Em 25 de março de 1884, exatos 129 anos atrás, o Ceará foi a primeira província brasileira a extinguir o sistema escravista em seu território, fato que lhe rendeu o título de "Terra da Luz", dado por José do Patrocínio, um dos maiores jornalistas do abolicionismo brasileiro. Até mesmo Victor Hugo, celebrado poeta francês, enviou da França as suas saudações aos cearenses.

A abolição da escravatura no Ceará ocorreu 4 anos antes da assinatura da Lei Áurea pela Princesa Isabel, que em 13 de maio de 1888 determinou a emancipação dos escravos em todo Brasil. 

É importante lembrar, que em termos de marcos históricos, foi a cidade de Acarape (atual Redenção) o primeiro núcleo urbano do Brasil a abolir a escravidão, em 1º de janeiro de 1883. Fortaleza faria o mesmo em 24 de maio do mesmo ano.

O pioneirismo do Ceará inflamou em todo território nacional o movimento abolicionista, incentivando várias outras províncias a seguirem seu exemplo e abolirem o regime escravocrata, porém, o fato da província cearense ter sido a precursora na abolição se deu devido a importantes fatores, sobretudo os de cunho sociais e econômicos: 

A ânsia por liberdade, sentimento comum a todos os escravos, não só no Ceará, mas em todo Brasil, que os impulsionou a não aceitarem resignadamente a subjugação, além do surgimento de diversas entidades abolicionistas, formada por intelectuais, estudantes, pessoas de todas as classes da sociedade, comerciantes e, inclusive, com apoio do próprio poder oficial.

Aliado a esses fatores, há que se considerar ainda, o pouco peso do negro na economia local, pois a estrutura produtiva local, fundada especialmente na pecuária, não absorvia a mão de obra em grande escala, como o fazia as províncias produtoras de cana de açúcar e café. 

Além disso, havia ainda as intempéries do clima cearense, que ocasionalmente fustigava a terra com longos períodos de seca, tornando os escravos uma sobrecarga de despesas aos senhores de engenho, que os vendiam para outras províncias ou simplesmente os libertavam, abandonando-os a própria sorte.

A escravidão e as privações que os negros enfrentaram não desapareceram de um dia para o outro, mas sim vem diminuindo gradativamente ao longo dos anos, fruto de muita luta e longas batalhas. 

As consequências da escravidão repercutem até os dias de hoje, prova disso são os constantes casos de discriminação racial, os altos índices de violência envolvendo a população negra, a dificuldade de acesso à educação, dentre outros.

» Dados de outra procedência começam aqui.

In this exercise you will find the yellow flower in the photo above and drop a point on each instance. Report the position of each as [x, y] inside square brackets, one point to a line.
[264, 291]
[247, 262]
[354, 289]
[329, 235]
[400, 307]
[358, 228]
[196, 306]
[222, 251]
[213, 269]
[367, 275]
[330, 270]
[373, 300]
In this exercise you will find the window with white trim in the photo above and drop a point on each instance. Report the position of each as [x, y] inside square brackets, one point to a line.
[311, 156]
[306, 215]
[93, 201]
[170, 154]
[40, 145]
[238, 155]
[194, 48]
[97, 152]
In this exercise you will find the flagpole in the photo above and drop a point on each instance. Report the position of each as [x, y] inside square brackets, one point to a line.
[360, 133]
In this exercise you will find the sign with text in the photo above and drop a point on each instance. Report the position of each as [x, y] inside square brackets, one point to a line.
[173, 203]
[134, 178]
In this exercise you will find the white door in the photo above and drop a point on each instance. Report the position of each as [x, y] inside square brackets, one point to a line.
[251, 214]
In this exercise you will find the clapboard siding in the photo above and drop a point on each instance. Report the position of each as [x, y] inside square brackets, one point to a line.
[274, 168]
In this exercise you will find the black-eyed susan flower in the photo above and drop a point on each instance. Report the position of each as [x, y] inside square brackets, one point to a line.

A escravidão é um triste capítulo em nossa história, mas é a partir dos nossos erros que podemos nos corrigir e evoluir. Além disso, foi das amarguras da escravidão que nossa preciosa capoeira, além de ter forjado grandes homens, verdadeiros exemplos a serem seguidos e que nos inspiram até hoje. 

Pensar no abolicionismo cearense é lembrar obrigatoriamente de duas grandes personalidades:

Francisco José do Nascimento: mais conhecido como Chico da Matilde ou Dragão do Mar - símbolo da resistência popular contra a escravidão, Chico da Matilde, homem pardo de origem humilde, liderou um movimento junto com seus colegas jangadeiros, recusando-se a transportar as embarcações ancoradas no porto de Fortaleza escravos que haviam sido vendidos para as províncias do sul. Com essa atitude, tornou-se impossível embarcar ou desembarcar escravos na província do Ceará, fato que acirrou o movimento abolicionista local. 

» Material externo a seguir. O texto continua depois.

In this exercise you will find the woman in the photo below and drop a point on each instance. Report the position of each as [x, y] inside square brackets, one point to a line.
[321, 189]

João Cordeiro - principal líder do movimento abolicionista no Ceará, foi o fundador da Sociedade Cearense Libertadora e do jornal "Libertador" que propagava os interesses do movimento abolicionista cearense. Defensor da República, foi Vice Governador do Ceará, chegando a ser eleito como Deputado Federal e Senador.

CURIOSIDADE!

Em 25 de março é também uma data importante no Reino Unido, pois em 1807 foi aprovado o Ato Contra o Comércio de Escravos, que aboliu o tráfico negreiro no Império Britânico. 

Os britânicos começaram uma campanha contra o tráfico de escravos junto a várias outras nações e declararam que qualquer navio transportando escravos seria considerado pirata e sujeitos a serem destruídos e seus tripulantes capturados e sujeitos a execução.